Tuttavia, la Corte evidenzia che il periodo di residenza decennale non soddisfa il criterio della ragionevole correlazione e proporzionalità rispetto agli obiettivi della misura, che, diversamente da altre prestazioni assistenziali, non guarda al concorso realizzato nel passato, ma alla prospettiva futura di integrazione sociale ed inserimento lavorativo del richiedente. Il requisito decennale di radicamento territoriale, dunque, secondo quanto rilevato dalla Corte nella pronuncia qui in commento, non risulta connesso con le funzionalità della misura e viola apertamente i principi di eguaglianza, ragionevolezza e proporzionalità di cui all’art. 3 Cost.
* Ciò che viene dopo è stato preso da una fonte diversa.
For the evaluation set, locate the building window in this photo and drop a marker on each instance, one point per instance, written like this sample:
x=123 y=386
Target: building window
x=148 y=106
L’applicazione di tali principi impone al legislatore di non operare una discriminazione, anche indiretta, al solo fine di limitare l’accesso alla prestazione a tutti gli stranieri e di favorire, invece, i cittadini italiani che beneficerebbero più facilmente della misura.
La Corte decide di accogliere la questione sollevata in via secondaria dalla Corte di appello di Milano in considerazione di tre ordini di ragioni. In primo luogo, nella prospettiva di non incidere sulla discrezionalità del legislatore, la decisione risulterebbe in linea con la scelta di assumere il dato temporale quinquennale per l’assegno di inclusione, che dal 2024 ha sostituito il Rdc. Inoltre, il requisito dei cinque anni è anche quello che è stato giudicato non irragionevole, ai sensi dell’art. 3 Cost., nella sentenza n. 19 del 2022 della stessa Consulta, in quanto sufficiente a dimostrare la relativa stabilità della presenza sul territorio. Soltanto da ultimo la Corte evidenzia che «non è poi di certo irrilevante» che tale dato temporale sia anche quello previsto dall’art. 16, par. 1, della direttiva 2004/38/CE e che è stato indicato anche dalla Corte di giustizia nella sentenza del 29 luglio 2024, in riferimento ai cittadini di Paesi terzi.

4. Permangono, ad avviso di chi scrive, profili di criticità nel concorso tra rimedi che, nel caso di specie, si risolve nell’assenza di una definizione uniforme della natura della misura sia da parte del diritto dell’UE sia da parte del diritto nazionale e, in ispecie, dall’interpretazione offerta dai singoli giudici nazionali. A tal proposito, la Corte costituzionale individua l’incidente di costituzionalità come rimedio più efficace al fine di assicurare piena effettività al diritto dell’Unione ogniqualvolta la questione assuma “tono costituzionale”, omettendo di riconoscere alla Corte di giustizia il ruolo di interprete esclusivo del diritto dell’Unione europea (Amalfitano, 2025, 4).
Testimone di tale «overlapping» tra i diversi sistemi di tutela e le decisioni delle alte Corti sarà, infine, l’ultima delle tre questioni, anch’essa concernente l’interpretazione del requisito decennale di soggiorno legale ed ininterrotto, questa volta riferito ai titolari di protezione internazionale, la cui risoluzione da parte della Corte di giustizia, alla luce dell’orientamento maturato nella pronuncia del 29 luglio 2024, avverrà presumibilmente in conformità con la lettura del giudice di rinvio, che ha proposto una qualificazione della misura in oggetto – interpretata come misura di assistenza sociale – ancora una volta diversa da quella adottata dalla Corte costituzionale.